The first hardening pass should include tests for:

  • create draft schema
  • reject invalid schemaBody
  • publish schema
  • reject edits to published schema body
  • retire schema
  • tenant-specific lookup
  • global fallback lookup
  • schema metadata list excluding body
  • schema body lookup by hostId + schemaId + schemaVersion
  • schema alias validation and global/tenant uniqueness
  • external visibility enforcement
  • /r/schema/{schemaAlias} latest published lookup
  • /r/schema/{schemaAlias}?version=... exact version lookup
  • /r/schema/{schemaAlias} host-specific lookup with global fallback
  • /r/schema/{schemaAlias} direct body and envelope response shapes
  • create/update schema with categoryIds and tagIds
  • replace and clear schema taxonomy assignments on update
  • schema category and tag catalog filters, including active mapping rows
  • tenant/global taxonomy collision prevention through schema_lineage_id
  • JSON Schema schema_type validation
  • Schema Catalog visibility, filters, and body-lazy result shape
  • config property binding
  • valid map/list config property override
  • invalid map/list config property override
  • scalar validation still works when no schema is attached
  • version mismatch and getFreshSchema

Implementation Order

Implement the schema registry foundation before enabling schema-backed validation in the config update page. The registry work does not need to block the entire config update page, but it must block the Form tab and backend schema enforcement.

Recommended order:

  1. Harden schema registry data model, lookup, and command validation.
  2. Add schema alias and external visibility support.
  3. Add taxonomy linkage through categoryIds, tagIds, and schema_lineage_id.
  4. Add the Marketplace Schema Catalog entry and body-lazy catalog query.
  5. Add /r/schema/{schemaAlias} in portal-service/apps/portal-service.
  6. Add config-property-to-schema binding.
  7. Add backend config property value validation in config command handlers.
  8. Extend getConfigUpdateProperties to return schema metadata.
  9. Add lazy schema lookup and typed Form tab in portal-view.
  10. Add end-to-end tests for schema-backed config updates and catalog discovery.

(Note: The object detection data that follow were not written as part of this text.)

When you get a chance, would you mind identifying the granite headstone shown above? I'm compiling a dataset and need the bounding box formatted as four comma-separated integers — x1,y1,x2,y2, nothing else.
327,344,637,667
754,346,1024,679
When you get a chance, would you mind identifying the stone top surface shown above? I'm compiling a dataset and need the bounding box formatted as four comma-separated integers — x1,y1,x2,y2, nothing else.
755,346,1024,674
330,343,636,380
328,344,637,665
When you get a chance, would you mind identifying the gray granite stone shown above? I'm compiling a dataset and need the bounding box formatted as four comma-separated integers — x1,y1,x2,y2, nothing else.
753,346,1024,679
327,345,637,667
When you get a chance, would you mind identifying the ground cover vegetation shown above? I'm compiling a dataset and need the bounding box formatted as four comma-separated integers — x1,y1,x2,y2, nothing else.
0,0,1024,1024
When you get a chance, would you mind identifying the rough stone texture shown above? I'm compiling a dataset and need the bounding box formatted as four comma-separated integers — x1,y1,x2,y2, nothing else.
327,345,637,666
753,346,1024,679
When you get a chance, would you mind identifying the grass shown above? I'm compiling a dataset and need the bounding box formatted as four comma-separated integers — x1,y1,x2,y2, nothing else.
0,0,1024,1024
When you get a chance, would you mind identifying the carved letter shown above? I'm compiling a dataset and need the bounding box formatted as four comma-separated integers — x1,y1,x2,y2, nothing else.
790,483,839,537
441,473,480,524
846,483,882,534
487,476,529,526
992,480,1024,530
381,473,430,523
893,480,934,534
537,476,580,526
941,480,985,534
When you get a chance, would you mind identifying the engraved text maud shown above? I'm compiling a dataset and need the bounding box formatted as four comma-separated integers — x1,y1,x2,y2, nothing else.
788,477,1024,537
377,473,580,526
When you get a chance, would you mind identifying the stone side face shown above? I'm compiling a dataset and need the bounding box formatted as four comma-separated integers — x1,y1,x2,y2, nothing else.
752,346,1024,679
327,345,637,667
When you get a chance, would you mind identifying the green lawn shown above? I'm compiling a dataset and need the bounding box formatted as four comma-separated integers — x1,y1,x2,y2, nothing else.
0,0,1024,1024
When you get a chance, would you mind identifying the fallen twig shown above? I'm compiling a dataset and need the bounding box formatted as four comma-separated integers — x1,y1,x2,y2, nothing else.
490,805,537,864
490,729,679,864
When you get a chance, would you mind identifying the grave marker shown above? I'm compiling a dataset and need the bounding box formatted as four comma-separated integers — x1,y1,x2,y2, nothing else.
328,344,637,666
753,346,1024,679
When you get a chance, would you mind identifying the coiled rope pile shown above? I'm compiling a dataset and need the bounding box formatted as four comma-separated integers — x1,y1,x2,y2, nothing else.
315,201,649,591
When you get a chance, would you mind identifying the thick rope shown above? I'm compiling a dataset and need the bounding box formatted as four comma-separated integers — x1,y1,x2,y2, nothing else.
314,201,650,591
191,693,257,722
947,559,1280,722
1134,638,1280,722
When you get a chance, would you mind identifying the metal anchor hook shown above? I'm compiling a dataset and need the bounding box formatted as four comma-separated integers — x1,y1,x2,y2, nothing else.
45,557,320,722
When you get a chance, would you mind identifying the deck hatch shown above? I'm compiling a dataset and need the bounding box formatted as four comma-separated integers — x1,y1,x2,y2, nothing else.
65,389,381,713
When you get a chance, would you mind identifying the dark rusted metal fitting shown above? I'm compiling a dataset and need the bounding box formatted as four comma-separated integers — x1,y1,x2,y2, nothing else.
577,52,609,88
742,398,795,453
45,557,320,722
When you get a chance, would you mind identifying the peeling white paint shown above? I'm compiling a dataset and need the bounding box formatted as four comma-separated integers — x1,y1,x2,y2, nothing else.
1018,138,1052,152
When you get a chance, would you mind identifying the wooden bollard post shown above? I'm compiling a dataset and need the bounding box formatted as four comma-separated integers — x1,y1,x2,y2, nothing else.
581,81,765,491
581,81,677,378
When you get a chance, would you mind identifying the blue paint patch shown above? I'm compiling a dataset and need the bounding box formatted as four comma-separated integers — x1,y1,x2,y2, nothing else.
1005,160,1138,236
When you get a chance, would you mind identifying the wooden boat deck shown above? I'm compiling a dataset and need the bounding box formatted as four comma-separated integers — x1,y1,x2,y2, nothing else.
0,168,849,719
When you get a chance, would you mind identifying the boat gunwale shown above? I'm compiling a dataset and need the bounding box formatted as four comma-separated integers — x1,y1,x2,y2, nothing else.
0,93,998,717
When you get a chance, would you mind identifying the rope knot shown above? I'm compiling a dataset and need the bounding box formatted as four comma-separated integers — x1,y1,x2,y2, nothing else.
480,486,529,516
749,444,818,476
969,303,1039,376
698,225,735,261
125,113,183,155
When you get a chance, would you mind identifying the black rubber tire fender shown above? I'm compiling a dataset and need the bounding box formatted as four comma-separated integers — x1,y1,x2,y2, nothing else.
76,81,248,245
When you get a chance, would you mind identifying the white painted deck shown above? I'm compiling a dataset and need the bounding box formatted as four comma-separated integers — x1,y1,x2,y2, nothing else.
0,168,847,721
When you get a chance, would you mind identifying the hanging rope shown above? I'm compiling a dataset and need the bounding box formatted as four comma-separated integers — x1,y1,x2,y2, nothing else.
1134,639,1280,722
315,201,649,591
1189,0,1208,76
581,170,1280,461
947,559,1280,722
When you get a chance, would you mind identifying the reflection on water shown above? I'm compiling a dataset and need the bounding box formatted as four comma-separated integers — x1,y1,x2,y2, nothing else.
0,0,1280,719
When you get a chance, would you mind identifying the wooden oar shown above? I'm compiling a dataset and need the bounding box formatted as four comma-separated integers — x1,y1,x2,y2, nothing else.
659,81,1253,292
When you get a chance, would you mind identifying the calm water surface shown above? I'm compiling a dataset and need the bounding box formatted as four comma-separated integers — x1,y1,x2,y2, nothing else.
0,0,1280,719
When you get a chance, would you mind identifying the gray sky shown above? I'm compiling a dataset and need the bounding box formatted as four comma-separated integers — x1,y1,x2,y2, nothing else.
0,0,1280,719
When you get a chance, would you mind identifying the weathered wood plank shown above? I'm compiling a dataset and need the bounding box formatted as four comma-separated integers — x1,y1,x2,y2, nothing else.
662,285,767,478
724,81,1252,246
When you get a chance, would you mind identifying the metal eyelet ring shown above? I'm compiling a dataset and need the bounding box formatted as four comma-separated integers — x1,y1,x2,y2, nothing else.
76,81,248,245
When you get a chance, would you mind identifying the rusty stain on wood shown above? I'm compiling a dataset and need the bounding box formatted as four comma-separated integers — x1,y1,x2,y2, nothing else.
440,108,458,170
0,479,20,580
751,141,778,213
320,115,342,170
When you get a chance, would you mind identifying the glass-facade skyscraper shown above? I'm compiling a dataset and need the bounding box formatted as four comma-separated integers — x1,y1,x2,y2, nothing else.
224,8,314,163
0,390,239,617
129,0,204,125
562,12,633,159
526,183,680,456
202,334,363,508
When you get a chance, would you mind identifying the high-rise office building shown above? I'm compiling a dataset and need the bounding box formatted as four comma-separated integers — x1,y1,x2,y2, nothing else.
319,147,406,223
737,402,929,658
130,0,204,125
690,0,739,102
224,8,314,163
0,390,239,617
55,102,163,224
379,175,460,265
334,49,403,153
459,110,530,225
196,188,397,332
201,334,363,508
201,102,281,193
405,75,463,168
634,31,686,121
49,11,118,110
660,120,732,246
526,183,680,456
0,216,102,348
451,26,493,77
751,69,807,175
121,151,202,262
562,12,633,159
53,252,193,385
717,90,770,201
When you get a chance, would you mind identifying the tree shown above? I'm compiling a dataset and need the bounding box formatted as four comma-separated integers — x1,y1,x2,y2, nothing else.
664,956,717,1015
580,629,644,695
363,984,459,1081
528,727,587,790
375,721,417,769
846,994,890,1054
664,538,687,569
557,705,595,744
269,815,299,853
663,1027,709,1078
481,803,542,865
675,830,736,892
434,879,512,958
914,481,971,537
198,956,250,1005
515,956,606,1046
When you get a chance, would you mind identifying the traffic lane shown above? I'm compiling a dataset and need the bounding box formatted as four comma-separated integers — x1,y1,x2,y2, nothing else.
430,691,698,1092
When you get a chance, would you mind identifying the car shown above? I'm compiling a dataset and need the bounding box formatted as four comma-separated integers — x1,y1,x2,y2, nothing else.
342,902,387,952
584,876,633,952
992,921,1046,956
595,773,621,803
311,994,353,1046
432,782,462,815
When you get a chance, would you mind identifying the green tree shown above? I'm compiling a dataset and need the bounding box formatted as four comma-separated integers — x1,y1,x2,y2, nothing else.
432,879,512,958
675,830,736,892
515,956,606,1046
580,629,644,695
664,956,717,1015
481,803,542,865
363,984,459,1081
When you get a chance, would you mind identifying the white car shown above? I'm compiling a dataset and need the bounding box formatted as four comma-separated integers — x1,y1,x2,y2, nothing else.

The config update page can still ship a useful MVP with scalar validation and raw JSON/YAML editors while the registry is being hardened. Once the registry foundation is complete, the same page can enable schema-backed forms and command validation without changing the operator workflow.

Recommendation

Use the schema registry as the authoritative source for structured config property schemas. Do not implement a separate local schema convention in portal-view. Stabilize the registry enough for versioned, tenant-aware, published-schema lookup, then use it to validate map and list config property values in both the frontend editor and the backend command path.